Imagen de la cofradía de Estudiantes, una de las dos únicas que procesionó este Lunes Santo de 2024.

Imagen de la cofradía de Estudiantes, una de las dos únicas que procesionó este Lunes Santo de 2024. / Eduardo Nieto

Viernes Santo a mediodía. Después de hacer la compra en el súper del Corte Inglés ante el panorama desolador de la nevera, tan vacía como las sillas y tribunas del nuevo recorrido oficial a la hora en que desfilan las cofradías de media tarde, almuerzo una hamburguesa llamada «picaperopoco», cuyos ingredientes aparecen en la carta con la minuciosidad y el tamaño de letra de las notas a pie de página. Fascinante panorama de público heterogéneo y domesticado, que utiliza con soltura una bandeja plagada de botes de todo tipo de salsas chorreantes y padres de cabeza rapada, que llaman a sus hijos «cariño». Ante un previsible y cada vez más frecuentes ataques de melancolía, durante el cual me parece ser el niño que fui hace décadas enlazadas en cadena, recuerdo el potaje de cuaresma, a pesar de las bulas, los santos cubiertos de morado en las iglesias, la prohibición de cantar y la emisión de música clásica en las emisoras de radio – puede que ello contribuyera al desapego generalizado hacia la gran música y su consideración de plasta, que siente la mayoría del pueblo español en su profunda ignorancia musical, que caló profundamente con el fenómeno social de los tres tenores – los Oficios del Jueves Santo, la interminable adoración de la cruz el viernes, la visita a los monumentos, siempre con un mismo recorrido, que terminaba en la Catedral…

Pero la melancolía pude convertirse en alegre añoranza del mundo de ayer, cuyo mañana es hoy.
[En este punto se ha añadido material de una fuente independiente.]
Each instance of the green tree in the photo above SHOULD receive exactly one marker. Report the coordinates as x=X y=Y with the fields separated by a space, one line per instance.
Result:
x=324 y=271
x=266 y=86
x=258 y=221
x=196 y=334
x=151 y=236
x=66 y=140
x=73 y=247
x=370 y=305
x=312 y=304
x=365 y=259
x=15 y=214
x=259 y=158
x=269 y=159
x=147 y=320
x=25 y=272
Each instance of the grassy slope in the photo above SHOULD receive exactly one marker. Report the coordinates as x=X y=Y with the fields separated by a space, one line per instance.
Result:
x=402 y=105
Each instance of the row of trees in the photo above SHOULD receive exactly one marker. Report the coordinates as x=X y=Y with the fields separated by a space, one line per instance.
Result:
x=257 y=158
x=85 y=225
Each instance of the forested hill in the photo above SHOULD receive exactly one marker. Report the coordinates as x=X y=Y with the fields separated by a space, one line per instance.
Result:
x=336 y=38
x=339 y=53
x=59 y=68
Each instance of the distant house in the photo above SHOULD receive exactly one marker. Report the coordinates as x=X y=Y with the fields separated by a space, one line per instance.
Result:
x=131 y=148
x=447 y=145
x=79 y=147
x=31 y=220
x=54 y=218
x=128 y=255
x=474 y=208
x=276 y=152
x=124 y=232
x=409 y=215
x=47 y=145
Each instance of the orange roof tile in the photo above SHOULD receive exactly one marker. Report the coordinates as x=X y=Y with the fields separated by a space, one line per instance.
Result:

Y la evocación de llevar el trono de Estudiantes con el Gaudeamus machacando la cabeza varias horas en el cruce con los Gitanos en la esquina de Sancha de Lara con Larios, justo donde ahora una tribuna interrumpe la normalidad y crea una profunda confusión visual, que cualquier artista denuncia, trae el recuerdo de ser jóvenes y fuertes en la forma de entender la Semana Santa a través de risas y jolgorio, que se transformaba en la solemnidad de llevar el majestuoso Sepulcro, posiblemente el mejor catafalco de España, a los sones también inagotables de la Marcha Fúnebre de Chopin. Todavía no habíamos descubierto a Faure, ni a Brahms, ni casi a Mozart, del que solo conocíamos el Septimino,, que era la sintonía de aquel inteligente ‘Érase una vez el hombre’.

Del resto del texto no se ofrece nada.